Gluten-Free Quinoa Stuffing

Potlucks are always the answer during the holidays. This is already a crazy time of year and planning a holiday party can be stressful enough without having to worry about feeding a large group of people. I am a big fan of potlucks, but it can be tough to find a dish that can transport well, tastes okay hot or cold, and will feed a variety of people with different eating styles.

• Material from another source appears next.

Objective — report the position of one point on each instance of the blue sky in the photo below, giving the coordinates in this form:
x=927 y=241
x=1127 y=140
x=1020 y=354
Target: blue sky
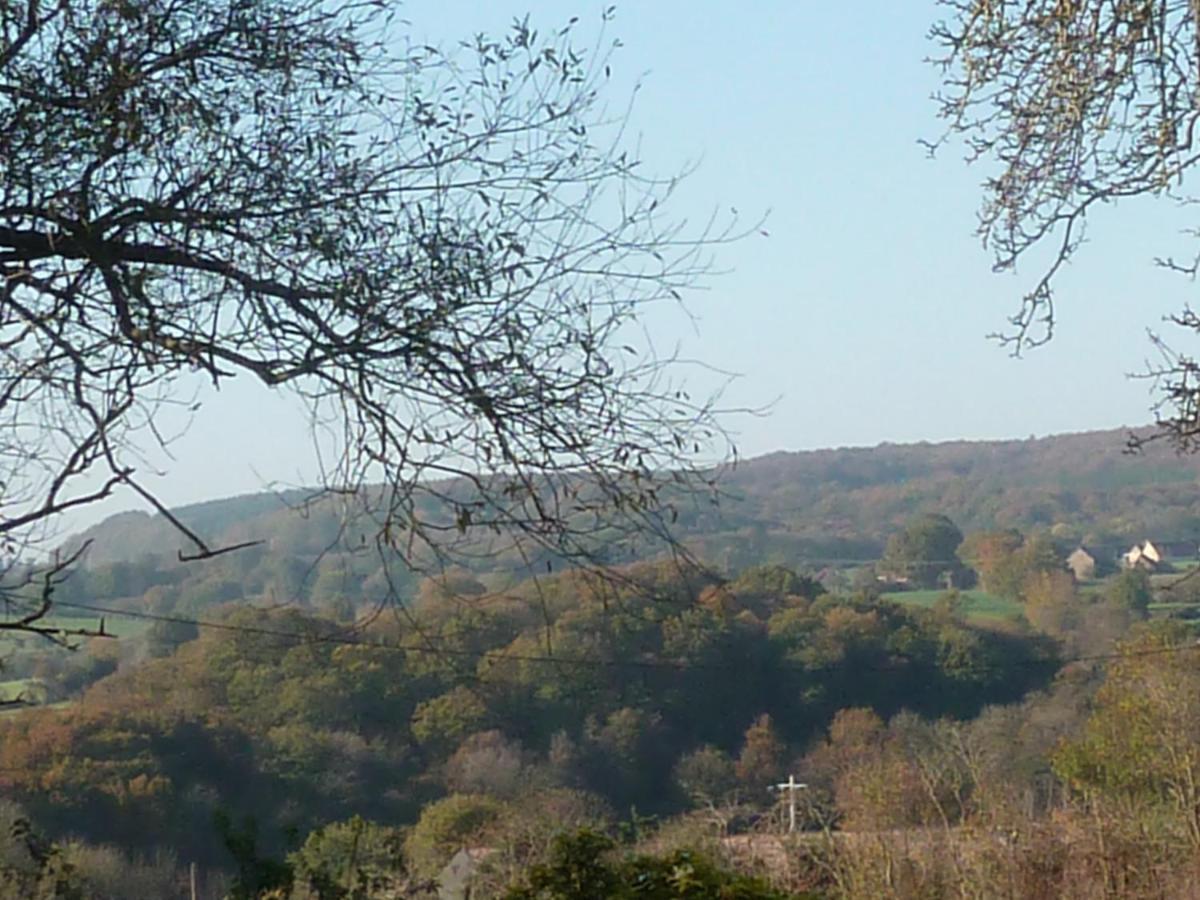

If you live in Seattle, you usually need to plan a dish that can satisfy meat-eaters, vegetarians, vegans, kids, gluten-free folks, and people with food allergies alike. In the past, lentil loaf was always my go-to potluck item. But lately, I’ve been eating too much lentil loaf and it was time for something new. Enter quinoa stuffing.

This dish is basically a hearty quinoa salad with the comforting flavors of stuffing and, even better, it fits all the requirements for a potluck.  Protein-packed and healthy without “tasting healthy”? Check. Gluten-free, soy-free, vegan, and satisfying for the carnivores? Check. Mushroom-free for picky eating kids? Check. Now go forth and potluck!

Whether you’re attending a potluck this holiday season or just looking for healthy dinner options to add to your holiday menu, this one fits the bill.  I love using multicolored quinoa for more color in this dish and I think the red quinoa is especially pretty. If you’re concerned about nut allergies, this can easily be made without pecans.

Gluten-Free Quinoa Stuffing
 
Prep time
Cook time
Total time
 
Author:
Recipe type: Side
Serves: 6
Ingredients
  • 1 cup quinoa
  • 2 cups vegetable broth
  • 1 cup pecans
  • 1 teaspoon dried sage
  • 1 teaspoon dried thyme
  • 1 tablespoon coconut oil
  • 1 small yellow onion, chopped
  • 2 cloves garlic, minced
  • 3 stalks celery, diced
  • ¼ cup chopped fresh Italian parsley
Instructions
  1. Rinse quinoa and place in a large saucepan. Add vegetable broth and bring to a boil. Reduce heat to low, cover, and cook for 20 minutes. Remove lid and fluff with a fork.
  2. Preheat oven to 250 degrees. Spread pecans on the baking sheet and place in the oven until lightly toasted, about 5 minutes. (I recommend watching the pecans because they can easily start to burn). Remove them from the oven. Add the pecans to a food processor. Coarsely chop while adding the sage and thyme. Set aside.
  3. Heat coconut oil in a large pan. Add onions, garlic, and celery and cook until onions are translucent, about 5 minutes.Add the cooked quinoa and the pecan/herb mixture to the pan and stir until all the ingredients are well combined. Toss with parsley and serve.